I had insisted we not use cameras, even though he implored me to do webcam “sessions.” My privacy was of the utmost importance to me, so I always refused. I’m a kindergarten teacher at one of Fort Worth’s finest preparatory schools, and I couldn’t take the risk of being videotaped during our play sessions. So the only notion I have of what my Master looks like is a product of my imagination.
But today he flew to Houston to meet me in person. To have a real “play date.” In the flesh. A chill ran across my skin, leaving a trail of goosebumps in its wake.
The waiter set my second bourbon in front of me. Always cognizant of my manners, I thanked him with a smile. I had been born into one of the wealthiest families in Texas and I’d been given every advantage. I attended the right boarding schools, wore the right clothes, and behaved as any proper debutante should. And what had that gotten me?
An unfulfilling marriage to an unfaithful jackass and a lifetime of trying to meet other people’s expectations rather than my own. I sipped my drink then smiled. But not today. Today I was doing what I wanted for a change.
I would finally meet the man who dominated me for the past few months. My stomach roiled with anticipation. What would he look like? Would it matter? Of course whatever he looked like, he wouldn’t be the “Master” I’d daydreamed about.
Things never worked that way. It would be like conjuring an image for the hero in a book. When a movie is made, the actor never matches the character in your head. It was always a disappointment.
I’d tried to prepare myself for that from the beginning. I never pictured MC to be a handsome movie star. Instead, I envisioned him as rather average, with salt-and-pepper hair and kind features. For some reason I pictured him wearing glasses, and possibly a beard.

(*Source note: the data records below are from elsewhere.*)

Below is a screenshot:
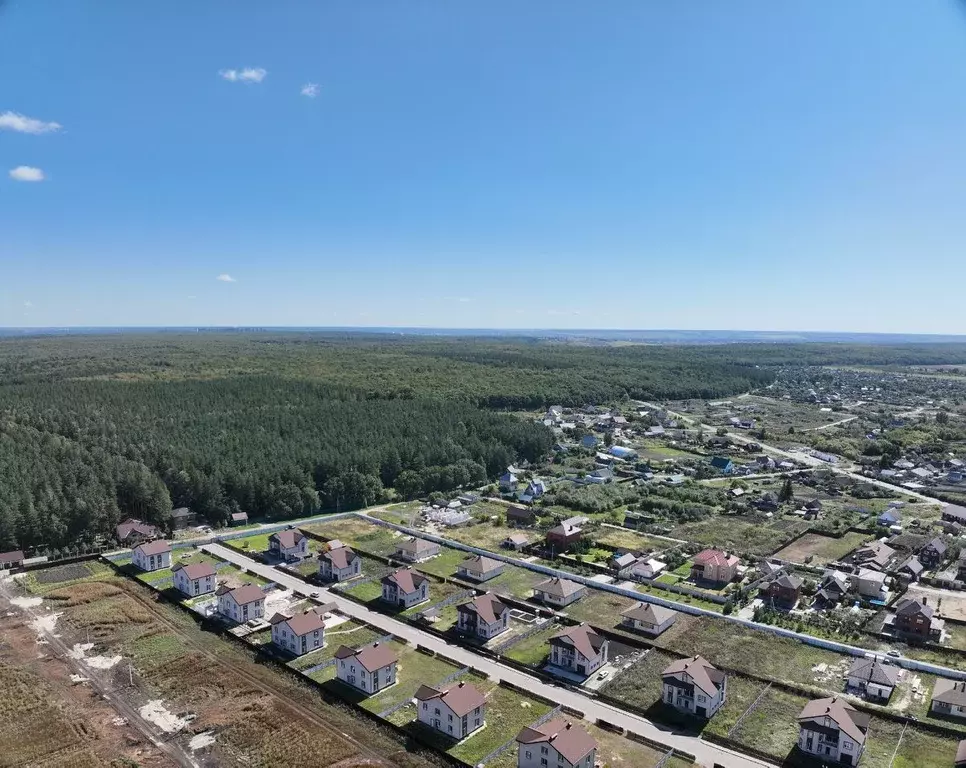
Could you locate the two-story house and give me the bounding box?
[456,555,505,581]
[517,717,597,768]
[661,656,728,718]
[131,539,171,571]
[798,696,869,765]
[533,576,587,608]
[335,643,399,694]
[268,528,309,561]
[269,608,325,656]
[456,594,510,640]
[415,683,486,741]
[171,563,218,597]
[215,584,265,624]
[550,624,608,677]
[691,549,740,584]
[319,547,362,581]
[621,602,678,637]
[382,568,429,608]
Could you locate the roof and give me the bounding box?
[456,594,507,624]
[382,568,426,594]
[335,643,399,672]
[416,683,486,717]
[849,659,899,686]
[517,717,597,765]
[661,656,724,696]
[134,539,171,557]
[550,624,607,659]
[621,603,677,624]
[798,696,869,744]
[533,576,584,597]
[171,563,215,581]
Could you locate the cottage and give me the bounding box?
[691,549,740,584]
[268,607,325,656]
[396,536,440,563]
[621,602,678,637]
[268,528,309,561]
[456,594,510,640]
[319,547,362,581]
[517,717,597,768]
[661,656,728,718]
[456,555,506,582]
[533,576,587,608]
[415,682,486,741]
[171,563,217,597]
[845,658,899,704]
[215,584,265,624]
[798,696,870,765]
[131,540,171,571]
[382,568,429,608]
[335,642,399,694]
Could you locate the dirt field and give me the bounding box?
[0,568,442,768]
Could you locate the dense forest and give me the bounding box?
[0,333,966,551]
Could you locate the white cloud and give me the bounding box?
[10,165,44,181]
[0,111,62,135]
[218,67,268,83]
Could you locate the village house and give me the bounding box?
[456,555,506,582]
[517,717,597,768]
[845,658,899,704]
[335,642,399,694]
[550,624,608,677]
[415,682,486,741]
[456,594,510,640]
[268,606,325,656]
[396,536,440,563]
[661,656,728,718]
[382,568,429,608]
[319,546,362,581]
[215,584,265,624]
[171,563,218,597]
[691,549,740,584]
[798,696,870,765]
[621,602,678,637]
[268,528,309,561]
[533,576,587,608]
[131,539,171,571]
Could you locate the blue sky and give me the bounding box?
[0,0,966,333]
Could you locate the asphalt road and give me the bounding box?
[202,544,772,768]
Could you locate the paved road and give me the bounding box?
[202,544,772,768]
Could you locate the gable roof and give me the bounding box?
[517,717,597,765]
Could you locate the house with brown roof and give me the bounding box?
[550,624,608,677]
[319,547,362,581]
[456,593,510,640]
[335,643,399,694]
[415,682,486,741]
[268,528,309,562]
[517,717,597,768]
[533,576,587,608]
[268,606,325,656]
[215,584,265,624]
[661,656,728,718]
[798,696,870,765]
[396,536,440,563]
[171,563,218,597]
[382,568,429,608]
[131,539,171,571]
[691,549,741,584]
[621,602,678,637]
[456,555,505,581]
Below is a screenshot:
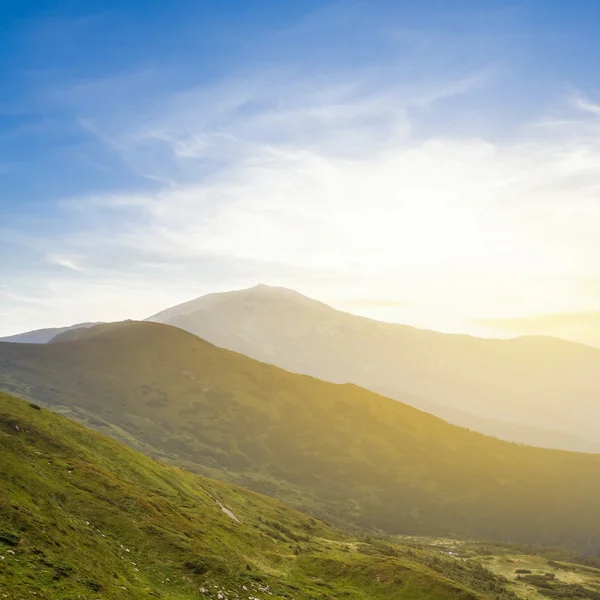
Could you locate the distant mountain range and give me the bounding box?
[0,393,502,600]
[149,285,600,452]
[0,318,600,552]
[0,323,97,344]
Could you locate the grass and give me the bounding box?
[0,394,514,600]
[0,323,600,553]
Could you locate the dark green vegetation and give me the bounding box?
[150,285,600,452]
[0,394,514,600]
[0,322,600,553]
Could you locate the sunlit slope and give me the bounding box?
[0,394,511,600]
[150,285,600,452]
[0,323,96,344]
[0,322,600,551]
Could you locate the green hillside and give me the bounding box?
[0,322,600,552]
[0,394,516,600]
[149,285,600,452]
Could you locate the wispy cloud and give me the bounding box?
[5,24,600,338]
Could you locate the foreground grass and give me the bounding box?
[0,394,513,600]
[0,322,600,554]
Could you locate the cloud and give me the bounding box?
[46,254,84,273]
[3,60,600,338]
[572,92,600,116]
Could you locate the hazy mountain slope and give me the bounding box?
[0,322,600,550]
[0,394,502,600]
[149,286,600,450]
[0,323,97,344]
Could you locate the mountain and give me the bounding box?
[473,311,600,348]
[148,285,600,452]
[0,394,516,600]
[0,322,600,551]
[0,323,98,344]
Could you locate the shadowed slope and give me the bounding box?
[149,285,600,452]
[0,394,514,600]
[0,322,600,550]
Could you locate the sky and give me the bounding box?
[0,0,600,345]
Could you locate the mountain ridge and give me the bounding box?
[147,286,600,451]
[0,322,600,551]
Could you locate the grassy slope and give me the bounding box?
[0,394,513,600]
[151,286,600,450]
[0,323,600,552]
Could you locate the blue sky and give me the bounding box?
[0,0,600,342]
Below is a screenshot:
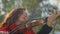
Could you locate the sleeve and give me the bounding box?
[37,24,52,34]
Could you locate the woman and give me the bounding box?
[0,8,60,34]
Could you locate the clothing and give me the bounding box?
[37,24,52,34]
[0,23,52,34]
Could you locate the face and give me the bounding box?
[19,11,28,21]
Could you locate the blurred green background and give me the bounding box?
[0,0,60,34]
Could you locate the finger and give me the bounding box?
[57,11,60,16]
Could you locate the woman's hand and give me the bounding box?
[47,11,60,27]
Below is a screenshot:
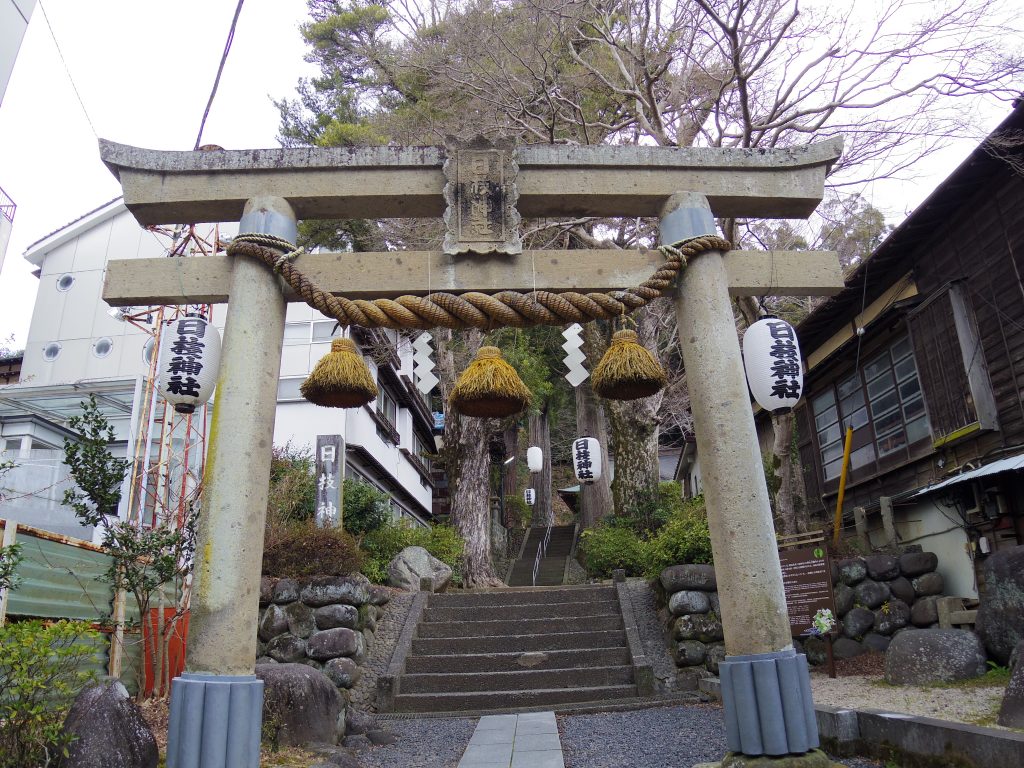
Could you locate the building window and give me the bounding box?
[278,377,303,402]
[811,337,931,482]
[92,337,114,357]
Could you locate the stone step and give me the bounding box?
[416,611,623,638]
[420,600,620,624]
[413,630,626,655]
[394,685,637,712]
[427,585,618,608]
[400,666,633,693]
[402,647,633,679]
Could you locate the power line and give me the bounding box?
[39,0,99,138]
[193,0,245,150]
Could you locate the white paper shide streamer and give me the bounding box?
[743,317,804,414]
[572,437,601,485]
[159,316,220,414]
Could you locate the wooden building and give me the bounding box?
[798,101,1024,596]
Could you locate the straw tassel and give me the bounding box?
[591,331,667,400]
[299,339,377,408]
[449,347,530,417]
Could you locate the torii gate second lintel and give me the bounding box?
[101,141,842,768]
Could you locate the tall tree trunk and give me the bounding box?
[605,308,662,517]
[574,323,612,528]
[436,330,501,587]
[528,402,555,525]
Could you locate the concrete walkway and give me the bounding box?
[459,712,565,768]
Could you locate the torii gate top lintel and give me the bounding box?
[99,138,843,225]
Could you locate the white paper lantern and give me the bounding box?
[572,437,601,485]
[158,316,220,414]
[743,317,804,414]
[526,445,544,472]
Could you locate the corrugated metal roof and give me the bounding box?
[910,454,1024,499]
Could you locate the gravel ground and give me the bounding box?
[358,718,477,768]
[558,706,882,768]
[350,590,415,712]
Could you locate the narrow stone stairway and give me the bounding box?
[508,525,575,587]
[393,586,638,712]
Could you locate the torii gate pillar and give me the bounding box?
[659,193,818,766]
[167,197,296,768]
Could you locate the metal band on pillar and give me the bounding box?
[167,197,297,768]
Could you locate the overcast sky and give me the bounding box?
[0,0,1010,346]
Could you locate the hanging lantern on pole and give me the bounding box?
[159,314,220,414]
[526,445,544,472]
[743,317,804,414]
[572,437,601,485]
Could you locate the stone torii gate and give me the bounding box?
[100,140,843,768]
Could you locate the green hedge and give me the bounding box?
[580,482,712,579]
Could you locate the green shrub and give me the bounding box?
[580,518,644,579]
[0,621,98,768]
[263,520,362,579]
[361,520,466,584]
[343,478,391,536]
[580,495,712,579]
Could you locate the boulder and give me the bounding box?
[864,600,910,643]
[385,547,452,602]
[843,608,874,638]
[839,557,867,587]
[853,579,892,610]
[887,577,918,605]
[313,605,359,630]
[885,630,985,685]
[284,606,316,638]
[674,613,725,643]
[864,555,899,582]
[673,640,708,667]
[910,596,939,629]
[266,633,306,664]
[833,583,854,616]
[705,643,725,675]
[910,572,945,597]
[299,573,370,608]
[271,579,299,605]
[256,664,345,746]
[662,563,718,595]
[998,641,1024,728]
[257,605,288,643]
[975,546,1024,665]
[862,632,893,653]
[669,590,711,616]
[833,638,867,659]
[60,680,160,768]
[307,627,365,662]
[899,552,939,579]
[324,656,361,688]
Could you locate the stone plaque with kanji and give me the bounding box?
[444,138,522,255]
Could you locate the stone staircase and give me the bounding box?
[380,586,645,713]
[508,525,575,587]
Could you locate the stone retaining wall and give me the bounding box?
[256,574,391,701]
[658,552,944,675]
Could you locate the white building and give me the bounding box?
[0,200,434,536]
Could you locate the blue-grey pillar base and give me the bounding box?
[167,672,263,768]
[718,648,818,756]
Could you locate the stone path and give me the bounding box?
[459,712,565,768]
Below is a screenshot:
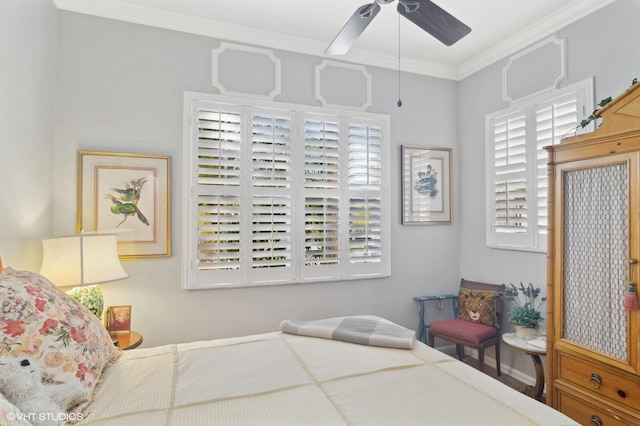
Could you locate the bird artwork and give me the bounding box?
[106,178,149,228]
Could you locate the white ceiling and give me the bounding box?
[52,0,615,80]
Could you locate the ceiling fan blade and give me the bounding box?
[324,3,380,55]
[398,0,471,46]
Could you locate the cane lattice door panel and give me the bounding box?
[562,162,629,363]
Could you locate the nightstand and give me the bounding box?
[109,331,142,351]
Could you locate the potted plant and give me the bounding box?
[504,283,547,340]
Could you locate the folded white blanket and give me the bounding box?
[280,315,416,349]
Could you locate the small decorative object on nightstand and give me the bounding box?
[109,331,143,351]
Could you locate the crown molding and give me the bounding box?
[52,0,616,80]
[456,0,616,80]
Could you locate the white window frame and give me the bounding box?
[485,78,594,253]
[181,92,391,290]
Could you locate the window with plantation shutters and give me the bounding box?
[486,80,593,251]
[183,93,390,289]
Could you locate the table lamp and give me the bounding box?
[40,234,128,318]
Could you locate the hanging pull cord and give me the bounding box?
[398,14,402,108]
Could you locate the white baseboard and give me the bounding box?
[436,345,536,385]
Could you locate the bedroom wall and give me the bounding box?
[52,12,460,346]
[0,0,57,269]
[459,0,640,374]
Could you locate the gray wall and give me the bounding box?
[0,0,640,382]
[459,0,640,374]
[0,0,57,270]
[48,12,459,346]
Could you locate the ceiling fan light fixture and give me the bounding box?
[399,0,420,13]
[360,3,379,19]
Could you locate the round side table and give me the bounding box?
[502,333,547,400]
[109,331,142,351]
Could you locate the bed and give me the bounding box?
[0,268,576,426]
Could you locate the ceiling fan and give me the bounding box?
[324,0,471,55]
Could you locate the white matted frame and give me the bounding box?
[77,151,171,258]
[402,145,453,225]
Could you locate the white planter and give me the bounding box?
[515,325,538,340]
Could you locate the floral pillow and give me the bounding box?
[0,267,118,405]
[0,393,31,426]
[458,288,497,327]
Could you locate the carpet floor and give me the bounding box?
[460,355,545,402]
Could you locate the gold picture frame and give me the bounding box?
[105,305,131,334]
[77,151,171,258]
[402,145,453,225]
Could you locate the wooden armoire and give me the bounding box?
[546,83,640,426]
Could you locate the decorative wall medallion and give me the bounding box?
[315,60,371,111]
[502,35,567,104]
[211,42,281,100]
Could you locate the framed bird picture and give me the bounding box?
[77,151,171,258]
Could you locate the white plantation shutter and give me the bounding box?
[349,123,382,265]
[493,113,528,240]
[195,106,242,279]
[304,118,340,190]
[535,94,581,248]
[304,197,340,266]
[349,197,382,263]
[486,81,593,251]
[251,111,293,281]
[183,95,390,289]
[349,124,382,191]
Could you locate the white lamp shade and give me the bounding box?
[40,234,128,287]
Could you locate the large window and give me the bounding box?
[486,80,593,252]
[183,93,390,289]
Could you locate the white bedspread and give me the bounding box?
[79,332,576,426]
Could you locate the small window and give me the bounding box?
[486,79,593,252]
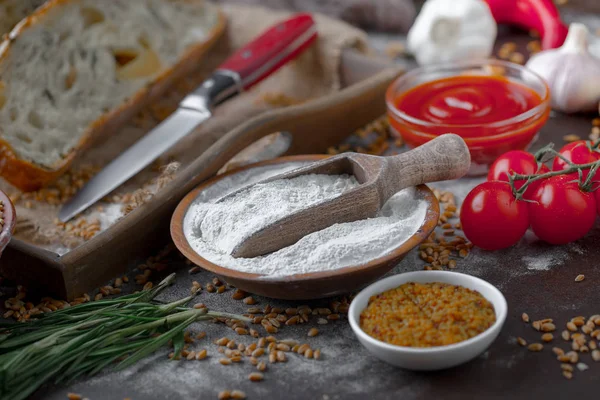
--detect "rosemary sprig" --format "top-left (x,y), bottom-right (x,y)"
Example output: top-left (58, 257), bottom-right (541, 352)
top-left (0, 274), bottom-right (248, 400)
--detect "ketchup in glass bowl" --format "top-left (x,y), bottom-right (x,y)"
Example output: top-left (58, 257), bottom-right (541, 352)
top-left (386, 60), bottom-right (550, 175)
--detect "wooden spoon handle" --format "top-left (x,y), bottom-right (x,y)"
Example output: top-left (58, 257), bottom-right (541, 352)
top-left (383, 133), bottom-right (471, 198)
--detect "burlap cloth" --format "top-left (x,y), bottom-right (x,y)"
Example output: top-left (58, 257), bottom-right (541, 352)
top-left (0, 5), bottom-right (367, 254)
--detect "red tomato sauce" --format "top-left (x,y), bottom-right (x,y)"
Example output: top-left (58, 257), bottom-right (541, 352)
top-left (388, 74), bottom-right (550, 164)
top-left (395, 75), bottom-right (542, 133)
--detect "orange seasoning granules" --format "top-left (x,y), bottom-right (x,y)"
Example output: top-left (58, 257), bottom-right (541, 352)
top-left (360, 282), bottom-right (496, 347)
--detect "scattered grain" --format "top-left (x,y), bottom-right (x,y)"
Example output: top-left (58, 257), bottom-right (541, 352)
top-left (231, 390), bottom-right (246, 400)
top-left (577, 363), bottom-right (590, 372)
top-left (552, 347), bottom-right (565, 356)
top-left (560, 364), bottom-right (573, 372)
top-left (242, 296), bottom-right (256, 306)
top-left (563, 134), bottom-right (581, 143)
top-left (542, 333), bottom-right (554, 343)
top-left (567, 321), bottom-right (577, 332)
top-left (196, 349), bottom-right (208, 360)
top-left (248, 372), bottom-right (265, 382)
top-left (217, 390), bottom-right (231, 400)
top-left (527, 343), bottom-right (544, 351)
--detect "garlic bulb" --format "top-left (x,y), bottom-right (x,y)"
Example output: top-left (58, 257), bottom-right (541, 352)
top-left (408, 0), bottom-right (498, 65)
top-left (525, 23), bottom-right (600, 113)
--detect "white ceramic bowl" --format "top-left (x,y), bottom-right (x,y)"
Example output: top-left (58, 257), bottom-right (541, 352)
top-left (348, 271), bottom-right (507, 371)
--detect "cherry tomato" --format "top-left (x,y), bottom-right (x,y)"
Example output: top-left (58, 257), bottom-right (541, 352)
top-left (460, 181), bottom-right (529, 250)
top-left (552, 140), bottom-right (600, 180)
top-left (488, 150), bottom-right (550, 193)
top-left (529, 175), bottom-right (597, 244)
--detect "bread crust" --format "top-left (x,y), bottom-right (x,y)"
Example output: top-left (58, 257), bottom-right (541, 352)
top-left (0, 0), bottom-right (226, 192)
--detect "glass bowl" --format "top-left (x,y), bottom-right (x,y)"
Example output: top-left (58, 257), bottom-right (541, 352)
top-left (386, 60), bottom-right (550, 175)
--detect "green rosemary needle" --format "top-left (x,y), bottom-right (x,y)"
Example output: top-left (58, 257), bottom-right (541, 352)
top-left (0, 274), bottom-right (248, 400)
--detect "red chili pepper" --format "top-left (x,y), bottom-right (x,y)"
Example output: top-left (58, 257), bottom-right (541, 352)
top-left (485, 0), bottom-right (568, 50)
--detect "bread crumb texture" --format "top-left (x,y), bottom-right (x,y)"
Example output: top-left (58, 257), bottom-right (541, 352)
top-left (0, 0), bottom-right (219, 168)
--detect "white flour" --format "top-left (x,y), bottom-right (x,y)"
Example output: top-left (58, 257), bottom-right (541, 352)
top-left (184, 164), bottom-right (427, 278)
top-left (199, 174), bottom-right (358, 254)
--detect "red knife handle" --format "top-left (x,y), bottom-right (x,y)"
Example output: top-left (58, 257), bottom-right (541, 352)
top-left (181, 13), bottom-right (317, 109)
top-left (217, 14), bottom-right (317, 89)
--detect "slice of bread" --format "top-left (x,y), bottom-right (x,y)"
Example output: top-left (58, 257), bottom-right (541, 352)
top-left (0, 0), bottom-right (46, 36)
top-left (0, 0), bottom-right (224, 191)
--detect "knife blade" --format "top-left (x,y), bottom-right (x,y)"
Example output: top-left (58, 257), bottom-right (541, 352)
top-left (58, 13), bottom-right (317, 222)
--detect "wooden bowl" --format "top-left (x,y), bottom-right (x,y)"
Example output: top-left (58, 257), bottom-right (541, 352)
top-left (171, 155), bottom-right (440, 300)
top-left (0, 190), bottom-right (17, 255)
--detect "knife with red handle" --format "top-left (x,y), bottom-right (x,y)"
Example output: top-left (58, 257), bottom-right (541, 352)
top-left (59, 14), bottom-right (317, 222)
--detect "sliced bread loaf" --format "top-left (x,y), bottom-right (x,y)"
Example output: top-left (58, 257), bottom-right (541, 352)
top-left (0, 0), bottom-right (224, 190)
top-left (0, 0), bottom-right (46, 36)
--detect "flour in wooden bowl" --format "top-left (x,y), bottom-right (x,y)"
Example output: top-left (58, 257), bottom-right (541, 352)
top-left (183, 163), bottom-right (427, 278)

In any case, it wasn’t his physical appearance that was captivating. MC awakened a primal response in me. He exposed my mind to a world in which I could be open about my sexual desires. A world where the wanton girl inside me was encouraged to come out and play, rather than squelched and pushed into a back closet where she had always lived. He controlled my sexuality, sensing my deepest, darkest needs. And it didn’t hurt that he made me feel cared for and cherished at a time when I desperately needed that. I wanted to please him.